1. Suppose you work for a social media company. The social media company is trying to predict the number of clicks that different types of advertisements will get on their website. You run the following regression to try to the number of clicks that a particular advertisement will get: \[\begin{align*} Clicks = \beta_0 + \beta_1 FontSize + \beta_2 Picture + U \end{align*}\] where \(Clicks\) is the number of clicks that an ad gets (in thousands), \(FontSize\) is the size of the font of the ad, and \(Picture\) is a binary variable that is equal to one if the ad contains a picture and 0 otherwise.

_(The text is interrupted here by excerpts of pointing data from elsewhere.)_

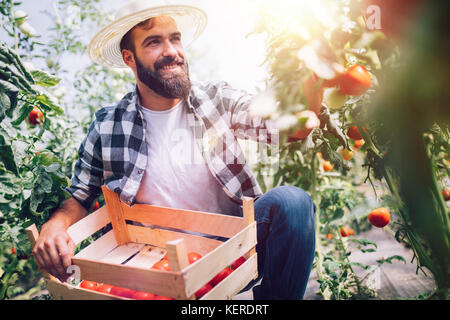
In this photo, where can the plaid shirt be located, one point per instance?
(114, 152)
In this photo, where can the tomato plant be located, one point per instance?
(379, 217)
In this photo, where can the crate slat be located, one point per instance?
(116, 215)
(235, 282)
(199, 273)
(203, 222)
(88, 225)
(122, 253)
(166, 283)
(146, 257)
(99, 248)
(159, 237)
(63, 291)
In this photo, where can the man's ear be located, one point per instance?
(128, 58)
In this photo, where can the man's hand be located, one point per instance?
(54, 249)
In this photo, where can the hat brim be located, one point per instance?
(104, 48)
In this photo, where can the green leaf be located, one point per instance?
(390, 259)
(44, 79)
(365, 242)
(6, 86)
(23, 113)
(45, 101)
(5, 104)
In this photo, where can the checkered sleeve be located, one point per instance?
(244, 125)
(88, 172)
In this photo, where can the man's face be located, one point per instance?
(160, 58)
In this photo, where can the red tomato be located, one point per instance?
(158, 297)
(446, 195)
(91, 285)
(203, 290)
(193, 256)
(35, 116)
(162, 265)
(123, 292)
(379, 217)
(359, 144)
(220, 276)
(327, 166)
(314, 93)
(346, 231)
(141, 295)
(354, 134)
(105, 288)
(237, 263)
(355, 81)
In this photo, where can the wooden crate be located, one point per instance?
(124, 256)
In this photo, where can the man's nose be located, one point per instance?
(169, 49)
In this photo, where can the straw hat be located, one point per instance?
(104, 48)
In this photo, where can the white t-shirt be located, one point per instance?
(177, 175)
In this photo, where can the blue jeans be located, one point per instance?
(286, 243)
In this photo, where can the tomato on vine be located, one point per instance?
(346, 231)
(379, 217)
(327, 166)
(354, 134)
(35, 117)
(355, 81)
(314, 93)
(346, 154)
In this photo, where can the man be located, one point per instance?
(130, 148)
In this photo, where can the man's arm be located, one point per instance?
(54, 248)
(244, 124)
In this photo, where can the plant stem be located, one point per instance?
(319, 256)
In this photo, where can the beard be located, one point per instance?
(174, 86)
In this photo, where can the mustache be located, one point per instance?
(168, 60)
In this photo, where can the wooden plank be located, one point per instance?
(116, 215)
(197, 274)
(165, 283)
(147, 257)
(203, 222)
(249, 216)
(122, 253)
(178, 260)
(235, 282)
(99, 248)
(33, 235)
(88, 225)
(159, 237)
(64, 291)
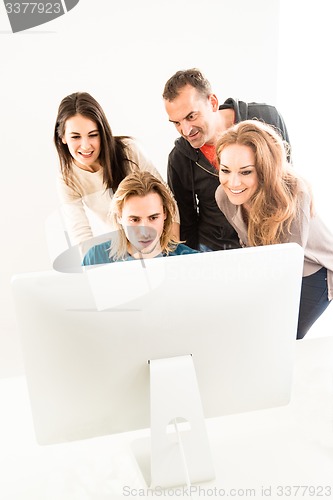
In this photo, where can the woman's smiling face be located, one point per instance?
(238, 173)
(83, 140)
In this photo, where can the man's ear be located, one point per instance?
(214, 102)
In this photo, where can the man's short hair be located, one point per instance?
(181, 78)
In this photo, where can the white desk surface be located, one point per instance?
(256, 455)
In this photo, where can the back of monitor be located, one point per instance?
(86, 350)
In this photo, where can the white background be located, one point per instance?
(123, 53)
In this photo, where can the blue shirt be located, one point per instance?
(99, 254)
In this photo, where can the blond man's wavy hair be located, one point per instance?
(141, 183)
(275, 204)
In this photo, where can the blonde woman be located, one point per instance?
(268, 203)
(142, 211)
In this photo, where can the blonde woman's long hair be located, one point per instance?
(275, 204)
(141, 183)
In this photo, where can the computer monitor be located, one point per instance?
(87, 338)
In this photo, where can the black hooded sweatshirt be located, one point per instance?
(194, 180)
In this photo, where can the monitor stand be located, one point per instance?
(178, 450)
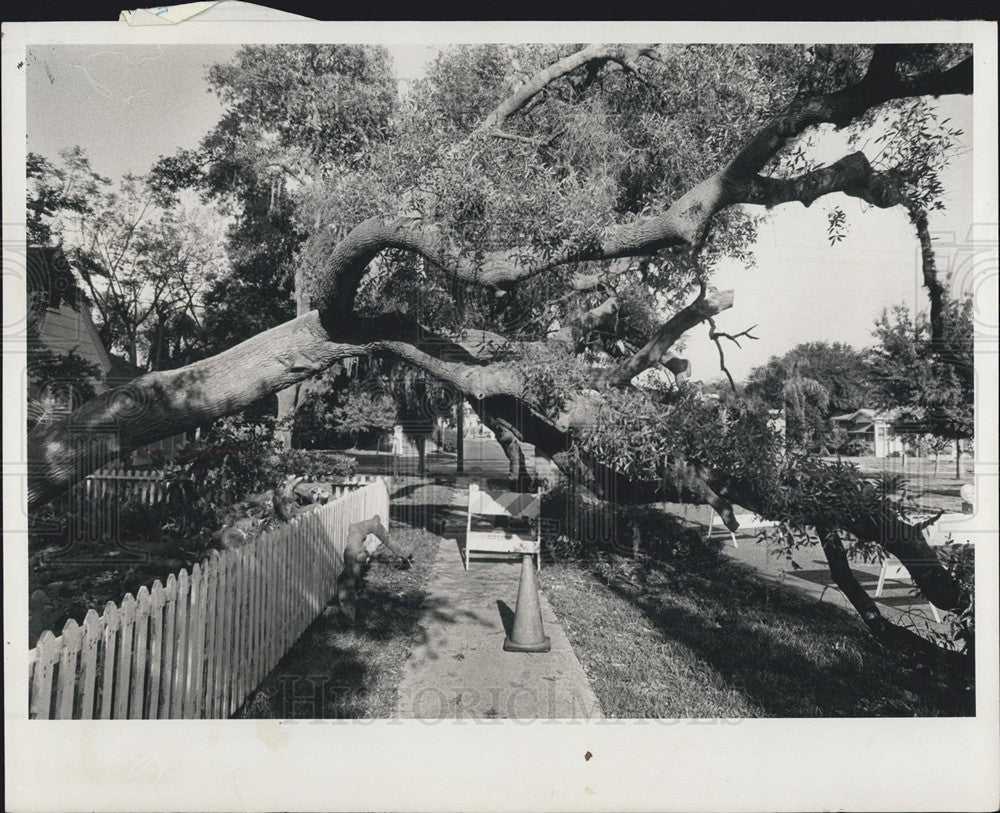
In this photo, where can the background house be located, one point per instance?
(60, 321)
(873, 427)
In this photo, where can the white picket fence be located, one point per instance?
(348, 484)
(148, 487)
(198, 646)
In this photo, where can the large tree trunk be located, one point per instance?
(460, 435)
(882, 629)
(289, 399)
(160, 404)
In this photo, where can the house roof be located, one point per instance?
(50, 282)
(122, 371)
(864, 415)
(60, 312)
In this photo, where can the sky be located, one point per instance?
(126, 106)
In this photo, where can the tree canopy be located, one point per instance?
(533, 227)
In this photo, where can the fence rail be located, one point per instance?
(197, 646)
(148, 487)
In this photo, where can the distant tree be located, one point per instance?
(466, 249)
(142, 267)
(58, 189)
(838, 368)
(929, 382)
(807, 405)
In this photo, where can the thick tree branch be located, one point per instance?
(853, 175)
(591, 55)
(708, 303)
(686, 221)
(882, 629)
(716, 336)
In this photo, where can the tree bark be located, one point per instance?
(164, 403)
(881, 628)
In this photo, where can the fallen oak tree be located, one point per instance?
(160, 404)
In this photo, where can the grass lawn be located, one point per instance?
(339, 670)
(660, 642)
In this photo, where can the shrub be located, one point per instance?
(449, 439)
(315, 465)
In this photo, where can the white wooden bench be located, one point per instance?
(510, 504)
(950, 529)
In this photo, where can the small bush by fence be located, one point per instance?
(197, 646)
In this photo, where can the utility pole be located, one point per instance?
(460, 434)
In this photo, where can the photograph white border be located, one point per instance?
(872, 764)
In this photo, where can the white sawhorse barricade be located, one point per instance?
(503, 504)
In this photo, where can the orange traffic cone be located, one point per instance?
(527, 635)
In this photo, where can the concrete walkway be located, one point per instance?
(459, 668)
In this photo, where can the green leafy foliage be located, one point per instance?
(928, 393)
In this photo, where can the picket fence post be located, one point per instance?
(199, 646)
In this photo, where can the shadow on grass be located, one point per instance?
(788, 655)
(344, 670)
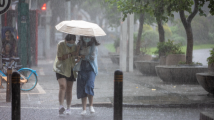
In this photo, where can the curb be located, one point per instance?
(193, 105)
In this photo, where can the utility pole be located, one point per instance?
(126, 44)
(131, 41)
(123, 45)
(48, 19)
(23, 33)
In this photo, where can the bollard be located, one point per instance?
(118, 95)
(15, 114)
(8, 93)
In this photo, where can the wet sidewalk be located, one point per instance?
(138, 90)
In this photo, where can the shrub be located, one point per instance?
(166, 48)
(210, 59)
(116, 43)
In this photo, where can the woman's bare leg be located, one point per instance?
(62, 89)
(84, 102)
(90, 99)
(69, 93)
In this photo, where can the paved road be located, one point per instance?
(138, 91)
(103, 113)
(201, 56)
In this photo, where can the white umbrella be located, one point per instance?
(80, 27)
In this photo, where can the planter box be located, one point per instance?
(179, 74)
(206, 80)
(163, 60)
(174, 59)
(146, 67)
(115, 58)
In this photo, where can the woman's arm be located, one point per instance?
(92, 55)
(60, 54)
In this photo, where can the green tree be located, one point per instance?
(186, 5)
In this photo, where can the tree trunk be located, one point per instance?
(188, 28)
(189, 49)
(140, 31)
(161, 35)
(161, 31)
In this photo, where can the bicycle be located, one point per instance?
(28, 77)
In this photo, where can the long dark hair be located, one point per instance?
(93, 40)
(70, 37)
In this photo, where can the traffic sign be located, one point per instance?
(4, 5)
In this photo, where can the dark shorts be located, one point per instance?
(71, 78)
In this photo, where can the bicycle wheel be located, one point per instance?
(31, 78)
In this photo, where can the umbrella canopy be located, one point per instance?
(80, 27)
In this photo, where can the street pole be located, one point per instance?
(123, 46)
(23, 33)
(69, 9)
(130, 39)
(118, 95)
(48, 17)
(16, 102)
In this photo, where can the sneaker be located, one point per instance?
(68, 111)
(61, 110)
(91, 108)
(83, 112)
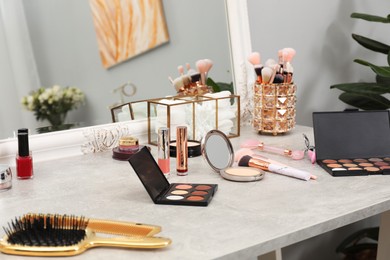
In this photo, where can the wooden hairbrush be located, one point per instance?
(64, 235)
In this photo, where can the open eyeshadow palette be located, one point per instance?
(353, 143)
(161, 191)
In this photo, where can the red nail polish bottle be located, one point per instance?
(24, 165)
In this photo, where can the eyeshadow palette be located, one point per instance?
(161, 191)
(353, 143)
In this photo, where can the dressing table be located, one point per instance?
(244, 219)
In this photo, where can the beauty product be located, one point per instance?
(161, 191)
(217, 150)
(5, 177)
(249, 161)
(181, 151)
(24, 162)
(163, 150)
(128, 144)
(64, 235)
(352, 143)
(193, 147)
(254, 144)
(120, 155)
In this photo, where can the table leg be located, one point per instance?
(383, 252)
(273, 255)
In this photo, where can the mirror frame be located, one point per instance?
(54, 145)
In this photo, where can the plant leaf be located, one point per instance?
(365, 101)
(381, 71)
(371, 44)
(371, 18)
(363, 88)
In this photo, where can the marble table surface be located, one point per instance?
(242, 221)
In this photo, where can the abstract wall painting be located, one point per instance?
(127, 28)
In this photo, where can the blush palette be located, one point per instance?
(353, 143)
(161, 191)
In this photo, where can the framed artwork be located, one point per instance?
(127, 28)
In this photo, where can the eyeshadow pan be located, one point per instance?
(175, 197)
(329, 161)
(179, 192)
(360, 160)
(334, 165)
(199, 192)
(195, 198)
(344, 161)
(183, 186)
(203, 187)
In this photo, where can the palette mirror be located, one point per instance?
(64, 46)
(217, 150)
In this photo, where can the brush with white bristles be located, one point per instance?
(254, 144)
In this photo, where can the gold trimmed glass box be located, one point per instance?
(274, 107)
(199, 113)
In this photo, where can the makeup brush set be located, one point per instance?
(68, 235)
(194, 81)
(274, 93)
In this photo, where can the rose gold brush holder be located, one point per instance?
(274, 107)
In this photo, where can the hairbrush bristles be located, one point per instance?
(46, 230)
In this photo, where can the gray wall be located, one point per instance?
(65, 47)
(320, 31)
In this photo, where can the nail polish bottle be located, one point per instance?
(24, 165)
(163, 150)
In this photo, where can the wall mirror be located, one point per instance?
(62, 43)
(237, 68)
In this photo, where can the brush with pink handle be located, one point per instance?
(254, 144)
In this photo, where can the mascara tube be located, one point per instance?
(163, 150)
(181, 151)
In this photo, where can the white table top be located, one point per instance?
(242, 221)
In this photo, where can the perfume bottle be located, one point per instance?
(24, 164)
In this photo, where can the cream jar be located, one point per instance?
(5, 177)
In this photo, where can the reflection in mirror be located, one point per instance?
(45, 43)
(217, 150)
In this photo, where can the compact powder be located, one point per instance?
(179, 192)
(195, 198)
(183, 187)
(242, 171)
(203, 187)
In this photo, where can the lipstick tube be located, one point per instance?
(24, 165)
(163, 150)
(181, 151)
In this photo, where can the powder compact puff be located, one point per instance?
(217, 150)
(353, 143)
(161, 191)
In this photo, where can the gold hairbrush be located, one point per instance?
(64, 235)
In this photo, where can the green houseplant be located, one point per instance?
(369, 95)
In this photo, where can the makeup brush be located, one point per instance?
(266, 74)
(201, 66)
(249, 161)
(254, 59)
(254, 144)
(246, 151)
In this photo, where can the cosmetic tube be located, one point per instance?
(163, 150)
(181, 151)
(24, 165)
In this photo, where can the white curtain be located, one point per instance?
(18, 71)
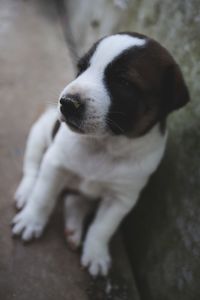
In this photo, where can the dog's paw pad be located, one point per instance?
(97, 261)
(27, 225)
(73, 238)
(22, 194)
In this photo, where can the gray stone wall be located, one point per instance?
(163, 231)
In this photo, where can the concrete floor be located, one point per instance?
(34, 67)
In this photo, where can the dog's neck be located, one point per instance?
(121, 145)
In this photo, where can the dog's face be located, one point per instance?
(126, 84)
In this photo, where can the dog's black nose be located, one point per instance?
(71, 106)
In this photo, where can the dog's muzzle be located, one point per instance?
(72, 108)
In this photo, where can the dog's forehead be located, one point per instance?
(111, 47)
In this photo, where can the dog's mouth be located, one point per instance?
(73, 125)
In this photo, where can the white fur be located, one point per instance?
(113, 168)
(90, 84)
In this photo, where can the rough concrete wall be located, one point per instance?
(164, 243)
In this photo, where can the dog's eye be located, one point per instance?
(81, 67)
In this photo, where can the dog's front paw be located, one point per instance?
(28, 224)
(23, 192)
(96, 258)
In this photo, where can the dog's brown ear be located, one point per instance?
(175, 91)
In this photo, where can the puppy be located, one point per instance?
(111, 139)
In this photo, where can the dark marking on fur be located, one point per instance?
(55, 128)
(145, 84)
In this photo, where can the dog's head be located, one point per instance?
(126, 84)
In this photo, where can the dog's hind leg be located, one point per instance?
(38, 141)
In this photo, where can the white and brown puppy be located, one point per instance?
(112, 139)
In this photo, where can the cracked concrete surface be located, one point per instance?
(34, 67)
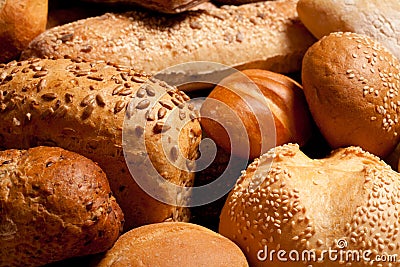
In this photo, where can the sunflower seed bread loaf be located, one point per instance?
(265, 35)
(81, 106)
(54, 204)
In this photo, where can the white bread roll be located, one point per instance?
(172, 244)
(351, 84)
(377, 19)
(287, 201)
(20, 22)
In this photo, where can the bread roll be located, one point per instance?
(55, 204)
(379, 20)
(166, 6)
(351, 84)
(20, 22)
(285, 202)
(173, 244)
(81, 106)
(271, 107)
(265, 35)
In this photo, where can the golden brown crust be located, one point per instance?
(173, 244)
(287, 201)
(20, 22)
(265, 35)
(55, 204)
(166, 6)
(235, 2)
(374, 18)
(81, 107)
(351, 84)
(244, 93)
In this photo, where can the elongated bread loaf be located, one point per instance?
(81, 107)
(265, 35)
(166, 6)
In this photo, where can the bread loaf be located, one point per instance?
(379, 20)
(351, 84)
(20, 22)
(166, 6)
(235, 2)
(81, 106)
(54, 204)
(289, 210)
(173, 244)
(266, 35)
(270, 106)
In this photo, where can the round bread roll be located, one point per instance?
(377, 19)
(54, 204)
(172, 244)
(84, 107)
(258, 99)
(351, 85)
(286, 208)
(20, 22)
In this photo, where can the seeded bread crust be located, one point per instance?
(166, 6)
(81, 107)
(55, 204)
(266, 35)
(377, 19)
(305, 204)
(351, 84)
(172, 244)
(20, 22)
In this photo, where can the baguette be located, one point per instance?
(55, 204)
(81, 106)
(265, 35)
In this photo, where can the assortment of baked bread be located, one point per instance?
(103, 139)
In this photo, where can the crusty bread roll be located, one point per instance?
(288, 202)
(55, 204)
(351, 84)
(20, 22)
(166, 6)
(265, 35)
(172, 244)
(271, 107)
(378, 19)
(81, 106)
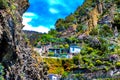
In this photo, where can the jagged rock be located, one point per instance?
(15, 53)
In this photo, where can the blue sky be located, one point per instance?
(42, 14)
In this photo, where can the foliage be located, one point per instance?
(65, 74)
(69, 18)
(1, 72)
(105, 31)
(51, 54)
(118, 64)
(94, 31)
(66, 46)
(117, 20)
(59, 24)
(98, 62)
(3, 4)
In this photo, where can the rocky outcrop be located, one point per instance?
(19, 60)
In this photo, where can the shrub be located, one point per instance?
(98, 62)
(94, 31)
(3, 4)
(51, 54)
(1, 72)
(117, 64)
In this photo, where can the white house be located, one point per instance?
(74, 49)
(53, 77)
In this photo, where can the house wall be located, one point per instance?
(74, 50)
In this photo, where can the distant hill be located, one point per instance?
(33, 36)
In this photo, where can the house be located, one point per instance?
(53, 77)
(74, 49)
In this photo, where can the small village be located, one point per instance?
(57, 51)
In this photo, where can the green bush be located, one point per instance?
(51, 54)
(3, 4)
(94, 31)
(117, 64)
(1, 72)
(99, 62)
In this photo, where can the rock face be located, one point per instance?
(19, 60)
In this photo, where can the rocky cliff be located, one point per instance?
(18, 59)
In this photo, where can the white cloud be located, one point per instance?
(30, 15)
(27, 19)
(54, 11)
(41, 29)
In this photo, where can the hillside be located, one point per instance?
(17, 59)
(94, 26)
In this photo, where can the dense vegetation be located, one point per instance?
(100, 47)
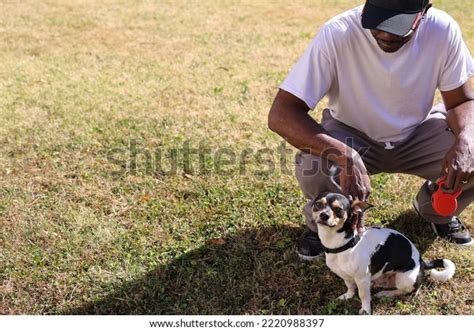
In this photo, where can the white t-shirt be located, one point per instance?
(384, 95)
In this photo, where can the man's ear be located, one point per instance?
(358, 206)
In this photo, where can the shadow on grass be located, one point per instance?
(252, 272)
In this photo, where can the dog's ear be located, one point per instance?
(359, 206)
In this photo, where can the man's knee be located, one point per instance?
(315, 175)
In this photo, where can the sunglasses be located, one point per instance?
(418, 19)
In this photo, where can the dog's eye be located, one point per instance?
(318, 205)
(339, 212)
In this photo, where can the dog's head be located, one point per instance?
(334, 210)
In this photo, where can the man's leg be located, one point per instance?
(422, 155)
(317, 175)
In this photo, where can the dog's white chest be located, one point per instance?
(340, 265)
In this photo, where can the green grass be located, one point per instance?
(83, 232)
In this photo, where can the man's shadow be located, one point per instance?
(255, 271)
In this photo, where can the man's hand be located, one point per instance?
(458, 164)
(355, 182)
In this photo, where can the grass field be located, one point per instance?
(93, 94)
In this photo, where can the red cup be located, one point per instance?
(444, 203)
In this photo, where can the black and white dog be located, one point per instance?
(379, 258)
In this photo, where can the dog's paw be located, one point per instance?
(362, 311)
(345, 296)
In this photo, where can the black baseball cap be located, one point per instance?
(393, 16)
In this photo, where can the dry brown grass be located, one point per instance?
(79, 78)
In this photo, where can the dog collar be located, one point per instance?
(351, 243)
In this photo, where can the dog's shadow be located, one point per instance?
(251, 272)
(414, 228)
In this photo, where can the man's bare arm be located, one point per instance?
(290, 119)
(459, 161)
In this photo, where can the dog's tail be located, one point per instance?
(441, 276)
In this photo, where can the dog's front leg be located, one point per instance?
(363, 284)
(351, 287)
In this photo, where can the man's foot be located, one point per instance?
(454, 231)
(308, 246)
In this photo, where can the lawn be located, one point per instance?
(138, 174)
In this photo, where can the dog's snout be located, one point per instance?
(324, 216)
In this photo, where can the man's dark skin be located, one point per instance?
(290, 119)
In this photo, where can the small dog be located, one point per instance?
(379, 258)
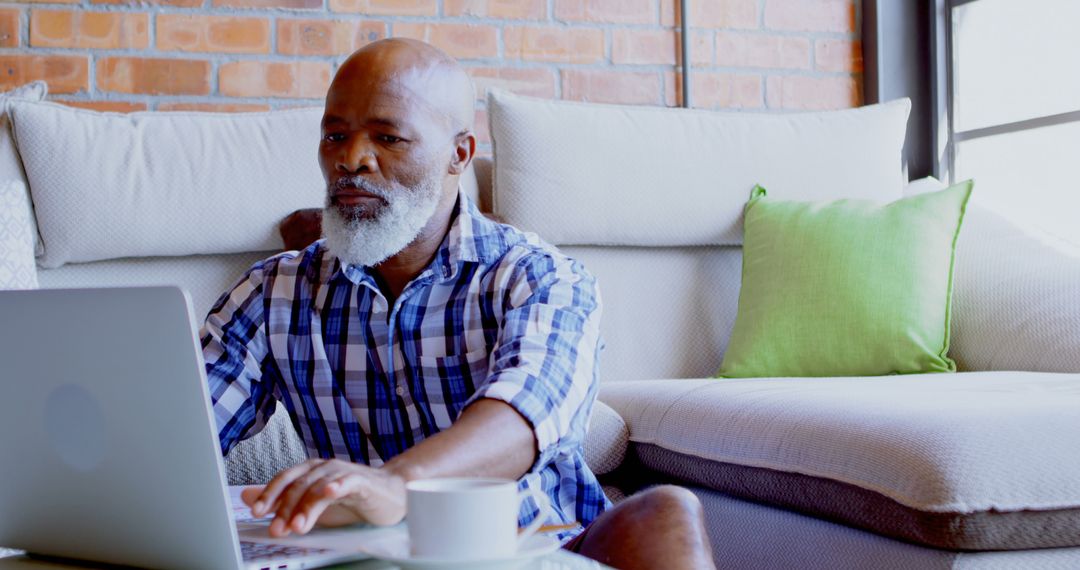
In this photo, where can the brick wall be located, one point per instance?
(231, 55)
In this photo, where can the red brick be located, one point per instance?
(323, 37)
(738, 14)
(607, 11)
(105, 106)
(153, 76)
(658, 48)
(497, 9)
(524, 81)
(143, 3)
(460, 40)
(799, 92)
(213, 107)
(65, 73)
(271, 79)
(716, 91)
(810, 15)
(103, 30)
(184, 32)
(481, 127)
(754, 50)
(387, 8)
(838, 55)
(288, 4)
(9, 28)
(554, 44)
(601, 85)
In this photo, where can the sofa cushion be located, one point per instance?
(11, 166)
(164, 184)
(16, 238)
(848, 287)
(583, 174)
(943, 460)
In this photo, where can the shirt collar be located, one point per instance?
(472, 238)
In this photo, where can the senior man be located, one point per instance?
(420, 339)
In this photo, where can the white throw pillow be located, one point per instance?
(11, 166)
(581, 174)
(16, 239)
(107, 186)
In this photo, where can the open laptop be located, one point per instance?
(109, 450)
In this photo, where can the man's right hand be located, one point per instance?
(331, 492)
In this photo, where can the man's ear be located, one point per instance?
(464, 147)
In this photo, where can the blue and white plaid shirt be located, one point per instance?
(497, 314)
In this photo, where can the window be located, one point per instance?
(1012, 69)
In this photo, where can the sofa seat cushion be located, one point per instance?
(968, 461)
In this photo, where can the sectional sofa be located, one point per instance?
(971, 470)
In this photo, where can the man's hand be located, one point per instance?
(331, 492)
(301, 228)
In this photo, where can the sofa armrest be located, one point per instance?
(1015, 299)
(606, 440)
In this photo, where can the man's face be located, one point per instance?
(385, 152)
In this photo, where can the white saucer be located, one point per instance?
(396, 551)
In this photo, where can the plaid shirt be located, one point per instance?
(497, 314)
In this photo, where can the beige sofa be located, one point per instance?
(973, 470)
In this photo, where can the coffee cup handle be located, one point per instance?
(542, 502)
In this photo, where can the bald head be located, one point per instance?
(396, 135)
(424, 73)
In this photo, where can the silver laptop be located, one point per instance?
(108, 447)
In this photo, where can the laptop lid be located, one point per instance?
(109, 450)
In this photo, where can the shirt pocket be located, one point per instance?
(453, 379)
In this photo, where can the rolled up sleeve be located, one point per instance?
(233, 344)
(544, 363)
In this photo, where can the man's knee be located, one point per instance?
(669, 500)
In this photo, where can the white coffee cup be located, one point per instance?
(468, 518)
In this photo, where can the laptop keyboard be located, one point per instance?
(258, 551)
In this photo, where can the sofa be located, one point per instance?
(970, 470)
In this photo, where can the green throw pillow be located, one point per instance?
(846, 288)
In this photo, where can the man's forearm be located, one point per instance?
(489, 439)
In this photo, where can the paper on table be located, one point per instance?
(240, 511)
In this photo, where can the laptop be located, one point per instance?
(109, 450)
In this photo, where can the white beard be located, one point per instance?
(363, 236)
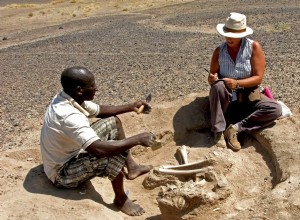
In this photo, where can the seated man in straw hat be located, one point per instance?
(73, 151)
(236, 71)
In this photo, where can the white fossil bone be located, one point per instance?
(182, 153)
(184, 172)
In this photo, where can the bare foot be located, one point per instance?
(129, 207)
(138, 170)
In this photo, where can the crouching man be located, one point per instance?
(73, 151)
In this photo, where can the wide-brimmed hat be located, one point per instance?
(235, 26)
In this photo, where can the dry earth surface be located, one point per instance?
(136, 47)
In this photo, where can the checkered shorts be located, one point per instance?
(85, 166)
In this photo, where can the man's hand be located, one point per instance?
(230, 83)
(212, 78)
(147, 139)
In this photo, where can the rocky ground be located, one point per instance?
(137, 47)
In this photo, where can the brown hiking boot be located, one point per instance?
(219, 140)
(231, 137)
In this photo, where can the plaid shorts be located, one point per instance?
(85, 166)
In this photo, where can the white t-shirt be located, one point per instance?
(65, 132)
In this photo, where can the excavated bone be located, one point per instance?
(182, 154)
(184, 172)
(190, 166)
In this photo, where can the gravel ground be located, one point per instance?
(162, 51)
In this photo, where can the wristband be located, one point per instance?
(237, 84)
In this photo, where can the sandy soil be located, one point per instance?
(136, 47)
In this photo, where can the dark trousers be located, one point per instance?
(249, 115)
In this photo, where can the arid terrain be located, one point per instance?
(133, 48)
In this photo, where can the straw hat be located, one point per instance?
(235, 26)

    1. Suppose you estimate this model and estimate that \(\hat{\beta}_0 = 40\), \(\hat{\beta}_1 = 2\), and \(\hat{\beta}_2 = 80\). What would you predict that the number of clicks would be for an ad with 16 point font size and that contains a picture?
    Answer: \(40 + 2(16) + 80 = 152\), so you would predict 152,000 clicks on the ad.
    1. Your boss is very happy with your work, but suggests making the model more complicated. Your boss suggests you run the following regression

      \[\begin{align*} Revenue = \beta_0 &+ \beta_1 FontSize + \beta_2 Picture + \beta_3 Animated \\ &+ \beta_4 ColorfulFont + \beta_5 FontSize^2 + U \end{align*}\] (here \(Animated\) is a binary variable that is equal to one if the ad contains an animation and is equal to 0 otherwise; and \(ColorfulFont\) is a binary variable that is equal to 1 if the font in the ad is any color besides black and 0 otherwise). You estimate the model and notice that

      model from part (a) model from part (b)
      \(R^2\) 0.11 0.37
      Adj. \(R^2\) 0.10 0.35
      AIC 6789 4999
      BIC 6536 4876

      Based on the table, which model do you prefer for predicting ad clicks?

      Answer: The table indicates that the model from part (b) is likely to predict better than the model from part (a). This holds since adjusted \(R^2\) is higher for the model from part (b) and because AIC and BIC are both lower for the model from part (b).
    2. An alternative approach to choosing between these two models is to use J-fold cross-validation. Explain how you could use J-fold cross validation in this problem.

      Answer: In order to use J-fold cross validation, randomly split the data into J folds (that is, groups). For each fold, do the following:

      1. Using all observations except the ones in the current fold, estimate each model. This step gives estimated values of the parameters.

      2. Using the estimated models in Step 1, make predictions for the outcome for each model in the current fold. For each model, record the prediction error \(\tilde{U}_i = Y_i - \tilde{Y}_i\) (which is the difference between the actual outcome and the predicted outcome for each observation in the current fold).

      Repeat these two steps for all J folds. This gives you a prediction error for every observation in the data. For each model compute \(CV = \displaystyle \frac{1}{n} \sum_{i=1}^n\tilde{U}_i^2\) which is the average prediction error across observations. Choose whichever model delivers a smaller value for \(CV\).
  2. Questions about causal inference.

    1. What does the condition \((Y(1), Y(0)) \perp D\) mean? When would you expect it to hold?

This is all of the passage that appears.